For the first half of 2014, Malaysia is reporting a cumulative net loss of MYR748.1 million, widened from a net loss of MYR453.8 million in the first half of 2013. The airline had posted a net loss of MRY1.17 billion for the full-year 2013, a nearly threefold plummet from the previous year.

MH370, a Boeing 777-200 carrying 239 passengers and crew, disappeared March 8 during a flight from Kuala Lumpur to Beijing, triggering an international search that is now focused on the southern Indian Ocean off the coast of Perth.

MH17 was destroyed by a sophisticated surface-to-air missile (SAM) while flying at 33,000 ft. over Ukraine on July 17. The Boeing 777-200ER was on a scheduled flight from Amsterdam to Kuala Lumpur. All 298 people on board were killed.

“The weak financial performance has made Malaysia Airlines acutely aware of the need to restructure the company’s operations, even prior to the double tragedies of MH370 and MH17,” the company said in a statement. “The occurrence of the two incidences within a short span of four months served to worsen the situation further.”

Second-quarter revenue for the Kuala Lumpur-based carrier fell 5.1% to MRY3.59 billion as expenses rose 1.2% to MRY3.62 billion. The subsequent operating loss for the quarter came to MRY32.9 million, reversing the MYR227.8 million in operating profit the company reported in 2Q 2013.

“We expected the impact of MH370 on the performance in Q2 … our team put in much hard work and effort to regain market confidence and rebuild sales,” Malaysia Airlines Group CEP Ahmad Jauhari Yahya said. “Tragically, just as we were beginning to see signs of recovery in all regions, we were dealt the blow of MH17.”

Malaysia Airlines’ first-half revenue totaled MYR6.87 billion, down 1.8% year-over-year. Expenses grew 3.7% year-over-year to MYR7.32 billion, leading to an operating loss for the first-half of MYR134.1 million, down MYR392 million from the first-half of 2013.

During the second-quarter, Malaysia Airlines’ traffic growth was flat, falling 0.3% year-over-year to 11.55 billion RPKs as the airline boosted capacity 8.8% to 15.66 billion ASKs. Load factor for the quarter reached 73.7%, a 6.7 point drop from the year-ago quarter. Passenger yield fell 4% year-over-year to MRY21.7 sen per RPK. The airline carried 4.2 million passengers during the second-quarter, up 0.2% from the 2013 June quarter.

Malaysia’s half-year traffic statistics showed 16.3% year-over-year growth for the January-June period, as RPKs reached 23.66 billion. Capacity was up 13.6% to 31.52 billion ASKs, leading to a passenger load factor for the first-half of 75.1%, up 1.8 points year-over-year.

Noting the current business environment of stiff competition and high operational costs, Jauhari acknowledged the need to accelerate Malaysia Airlines’ restructuring.

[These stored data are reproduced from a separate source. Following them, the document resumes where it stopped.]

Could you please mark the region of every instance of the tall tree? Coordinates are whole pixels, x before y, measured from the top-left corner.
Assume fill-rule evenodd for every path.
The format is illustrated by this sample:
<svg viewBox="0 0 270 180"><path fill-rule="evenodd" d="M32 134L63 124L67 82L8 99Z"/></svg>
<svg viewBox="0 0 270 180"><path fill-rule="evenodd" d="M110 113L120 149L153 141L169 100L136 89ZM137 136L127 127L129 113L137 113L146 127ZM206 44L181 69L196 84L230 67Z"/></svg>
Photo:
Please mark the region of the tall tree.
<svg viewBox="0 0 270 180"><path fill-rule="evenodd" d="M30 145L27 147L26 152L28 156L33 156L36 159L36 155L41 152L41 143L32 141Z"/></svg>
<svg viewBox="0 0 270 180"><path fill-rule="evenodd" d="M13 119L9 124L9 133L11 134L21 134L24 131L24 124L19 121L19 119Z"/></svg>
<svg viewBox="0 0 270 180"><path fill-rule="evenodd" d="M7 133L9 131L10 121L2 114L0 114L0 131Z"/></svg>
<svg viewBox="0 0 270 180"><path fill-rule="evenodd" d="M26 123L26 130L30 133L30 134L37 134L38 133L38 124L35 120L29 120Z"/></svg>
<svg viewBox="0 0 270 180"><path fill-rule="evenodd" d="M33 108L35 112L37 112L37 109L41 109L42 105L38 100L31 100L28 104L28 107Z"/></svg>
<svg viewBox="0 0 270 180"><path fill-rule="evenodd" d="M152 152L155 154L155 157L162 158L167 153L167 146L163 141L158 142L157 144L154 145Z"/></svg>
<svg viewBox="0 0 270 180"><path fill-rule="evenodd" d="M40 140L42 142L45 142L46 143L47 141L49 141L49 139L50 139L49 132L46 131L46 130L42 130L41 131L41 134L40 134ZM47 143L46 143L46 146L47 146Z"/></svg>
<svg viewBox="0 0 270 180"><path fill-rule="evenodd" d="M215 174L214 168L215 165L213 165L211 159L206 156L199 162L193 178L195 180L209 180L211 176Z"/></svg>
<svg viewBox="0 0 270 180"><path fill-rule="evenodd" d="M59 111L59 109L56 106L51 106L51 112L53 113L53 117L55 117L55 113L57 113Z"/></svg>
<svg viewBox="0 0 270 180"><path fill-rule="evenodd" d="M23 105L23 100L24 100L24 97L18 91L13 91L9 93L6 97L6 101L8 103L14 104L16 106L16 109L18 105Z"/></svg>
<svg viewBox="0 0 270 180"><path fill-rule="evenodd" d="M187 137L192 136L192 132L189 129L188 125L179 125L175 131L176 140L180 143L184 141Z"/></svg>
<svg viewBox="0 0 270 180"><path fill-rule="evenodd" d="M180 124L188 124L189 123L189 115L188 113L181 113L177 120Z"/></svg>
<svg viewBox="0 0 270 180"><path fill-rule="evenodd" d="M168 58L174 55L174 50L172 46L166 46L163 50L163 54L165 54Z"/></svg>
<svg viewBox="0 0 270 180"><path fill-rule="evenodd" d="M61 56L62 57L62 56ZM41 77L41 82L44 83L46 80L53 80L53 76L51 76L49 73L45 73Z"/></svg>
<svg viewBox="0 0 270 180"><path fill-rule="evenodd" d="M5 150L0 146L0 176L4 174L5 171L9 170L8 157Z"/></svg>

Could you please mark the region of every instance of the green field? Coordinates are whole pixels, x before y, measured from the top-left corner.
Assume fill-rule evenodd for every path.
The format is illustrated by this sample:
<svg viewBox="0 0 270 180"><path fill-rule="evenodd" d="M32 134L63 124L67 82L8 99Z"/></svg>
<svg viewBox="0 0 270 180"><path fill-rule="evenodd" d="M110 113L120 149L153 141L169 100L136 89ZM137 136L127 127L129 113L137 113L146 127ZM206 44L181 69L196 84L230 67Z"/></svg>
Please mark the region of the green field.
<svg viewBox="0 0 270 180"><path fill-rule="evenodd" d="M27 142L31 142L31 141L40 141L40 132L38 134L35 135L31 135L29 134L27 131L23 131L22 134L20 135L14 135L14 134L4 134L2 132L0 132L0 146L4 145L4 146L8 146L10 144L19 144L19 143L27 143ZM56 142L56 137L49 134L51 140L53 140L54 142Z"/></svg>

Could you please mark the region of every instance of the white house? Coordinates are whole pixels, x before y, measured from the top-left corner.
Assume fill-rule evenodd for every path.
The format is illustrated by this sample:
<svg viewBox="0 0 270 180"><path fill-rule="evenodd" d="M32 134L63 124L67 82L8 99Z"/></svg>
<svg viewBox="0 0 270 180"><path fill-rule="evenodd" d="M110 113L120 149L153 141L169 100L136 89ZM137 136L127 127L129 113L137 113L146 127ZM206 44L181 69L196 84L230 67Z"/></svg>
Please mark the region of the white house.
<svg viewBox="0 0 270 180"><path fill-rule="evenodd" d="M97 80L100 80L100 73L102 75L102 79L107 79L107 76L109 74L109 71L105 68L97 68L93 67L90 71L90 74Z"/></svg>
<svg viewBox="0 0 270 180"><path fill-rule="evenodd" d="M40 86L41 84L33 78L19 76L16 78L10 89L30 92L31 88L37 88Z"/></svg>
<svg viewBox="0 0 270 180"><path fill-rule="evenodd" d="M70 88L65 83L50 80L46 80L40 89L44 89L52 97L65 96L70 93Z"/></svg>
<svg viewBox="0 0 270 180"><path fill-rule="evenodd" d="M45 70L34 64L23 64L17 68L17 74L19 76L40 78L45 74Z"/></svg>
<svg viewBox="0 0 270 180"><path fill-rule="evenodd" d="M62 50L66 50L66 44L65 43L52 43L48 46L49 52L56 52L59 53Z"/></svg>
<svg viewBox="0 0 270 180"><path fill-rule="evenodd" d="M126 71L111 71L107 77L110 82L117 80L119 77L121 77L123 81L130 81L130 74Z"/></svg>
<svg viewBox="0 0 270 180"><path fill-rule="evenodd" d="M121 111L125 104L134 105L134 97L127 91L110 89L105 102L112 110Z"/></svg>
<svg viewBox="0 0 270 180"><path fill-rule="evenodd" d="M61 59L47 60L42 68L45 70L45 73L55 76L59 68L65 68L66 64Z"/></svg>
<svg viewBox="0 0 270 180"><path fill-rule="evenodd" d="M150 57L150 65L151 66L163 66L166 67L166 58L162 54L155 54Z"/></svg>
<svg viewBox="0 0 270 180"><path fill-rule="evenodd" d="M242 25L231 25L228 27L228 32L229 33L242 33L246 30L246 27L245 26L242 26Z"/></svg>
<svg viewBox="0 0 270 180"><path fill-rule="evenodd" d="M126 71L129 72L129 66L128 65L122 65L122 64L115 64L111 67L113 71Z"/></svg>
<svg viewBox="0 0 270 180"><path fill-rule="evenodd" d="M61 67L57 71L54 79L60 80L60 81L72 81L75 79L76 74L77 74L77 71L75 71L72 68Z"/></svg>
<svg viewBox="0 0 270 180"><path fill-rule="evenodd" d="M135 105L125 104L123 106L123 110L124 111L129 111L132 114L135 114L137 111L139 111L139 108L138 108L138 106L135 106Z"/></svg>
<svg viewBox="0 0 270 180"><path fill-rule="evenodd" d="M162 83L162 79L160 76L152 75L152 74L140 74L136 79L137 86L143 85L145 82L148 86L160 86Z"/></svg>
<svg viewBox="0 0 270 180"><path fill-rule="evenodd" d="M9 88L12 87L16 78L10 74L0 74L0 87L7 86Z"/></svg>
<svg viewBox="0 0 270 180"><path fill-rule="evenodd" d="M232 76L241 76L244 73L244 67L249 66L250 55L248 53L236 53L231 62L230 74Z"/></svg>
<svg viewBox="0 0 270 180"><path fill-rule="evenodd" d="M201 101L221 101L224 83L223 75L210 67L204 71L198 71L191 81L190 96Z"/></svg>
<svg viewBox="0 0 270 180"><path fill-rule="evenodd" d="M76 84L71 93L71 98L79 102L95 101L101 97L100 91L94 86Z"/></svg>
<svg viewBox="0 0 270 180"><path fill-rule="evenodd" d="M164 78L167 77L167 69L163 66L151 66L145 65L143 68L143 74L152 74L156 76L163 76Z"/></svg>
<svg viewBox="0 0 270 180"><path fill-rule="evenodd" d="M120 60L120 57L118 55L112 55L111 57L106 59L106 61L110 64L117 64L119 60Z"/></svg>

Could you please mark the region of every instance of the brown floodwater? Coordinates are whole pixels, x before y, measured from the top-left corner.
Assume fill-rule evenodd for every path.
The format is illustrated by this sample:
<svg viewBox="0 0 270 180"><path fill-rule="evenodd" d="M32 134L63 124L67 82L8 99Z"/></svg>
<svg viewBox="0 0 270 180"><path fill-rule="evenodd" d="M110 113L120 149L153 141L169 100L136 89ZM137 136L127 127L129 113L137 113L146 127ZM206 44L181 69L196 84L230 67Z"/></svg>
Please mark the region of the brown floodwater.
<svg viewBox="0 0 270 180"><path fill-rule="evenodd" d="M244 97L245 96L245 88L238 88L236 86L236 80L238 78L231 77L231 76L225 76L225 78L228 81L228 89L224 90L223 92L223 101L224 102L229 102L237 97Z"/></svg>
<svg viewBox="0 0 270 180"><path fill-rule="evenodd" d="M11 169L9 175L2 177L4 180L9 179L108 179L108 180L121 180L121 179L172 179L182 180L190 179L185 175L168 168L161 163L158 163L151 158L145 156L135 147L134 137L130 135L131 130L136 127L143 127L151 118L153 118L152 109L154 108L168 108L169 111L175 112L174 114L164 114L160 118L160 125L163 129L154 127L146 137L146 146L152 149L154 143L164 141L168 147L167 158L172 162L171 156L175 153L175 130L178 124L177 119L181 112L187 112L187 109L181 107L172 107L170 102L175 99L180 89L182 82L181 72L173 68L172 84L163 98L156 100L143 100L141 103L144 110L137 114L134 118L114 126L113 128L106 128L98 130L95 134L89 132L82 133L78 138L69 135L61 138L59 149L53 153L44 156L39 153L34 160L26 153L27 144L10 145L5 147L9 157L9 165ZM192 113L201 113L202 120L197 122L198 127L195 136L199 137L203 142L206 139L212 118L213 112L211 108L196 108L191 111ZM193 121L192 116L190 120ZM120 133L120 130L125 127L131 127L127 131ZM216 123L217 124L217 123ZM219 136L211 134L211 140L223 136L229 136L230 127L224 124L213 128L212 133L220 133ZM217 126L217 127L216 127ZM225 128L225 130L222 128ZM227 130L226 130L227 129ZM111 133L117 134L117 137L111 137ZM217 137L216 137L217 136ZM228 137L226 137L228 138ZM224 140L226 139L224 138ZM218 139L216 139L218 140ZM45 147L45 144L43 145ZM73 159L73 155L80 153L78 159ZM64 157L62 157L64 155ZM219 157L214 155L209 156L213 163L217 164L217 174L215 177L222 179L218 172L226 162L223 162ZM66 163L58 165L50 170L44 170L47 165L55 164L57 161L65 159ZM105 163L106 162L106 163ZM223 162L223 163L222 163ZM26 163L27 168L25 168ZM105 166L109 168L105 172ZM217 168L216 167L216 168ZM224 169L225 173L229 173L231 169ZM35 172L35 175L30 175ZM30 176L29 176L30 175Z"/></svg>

“The impact of the two tragedies … [has] damaged our brand,” Jauhari said. “The full financial impact of the double tragedies of MH370 and MH17 is expected to hit Malaysia Airlines in the second half of the year. Our company has had to undergo a thorough re-examination and re-evaluation in order to reposition ourselves as a stronger and more sustainable [airline] for the future.”

The majority shareholder of Malaysia Airlines—Kazanah Nasional Berhad—announced Aug. 8 its intention take full ownership of Malaysia Airlines. Khazanah plans to delist the airline from Bursa Malaysia; if the motion is approved, a plan to restructure the airline group and return it to profitability will be put into place.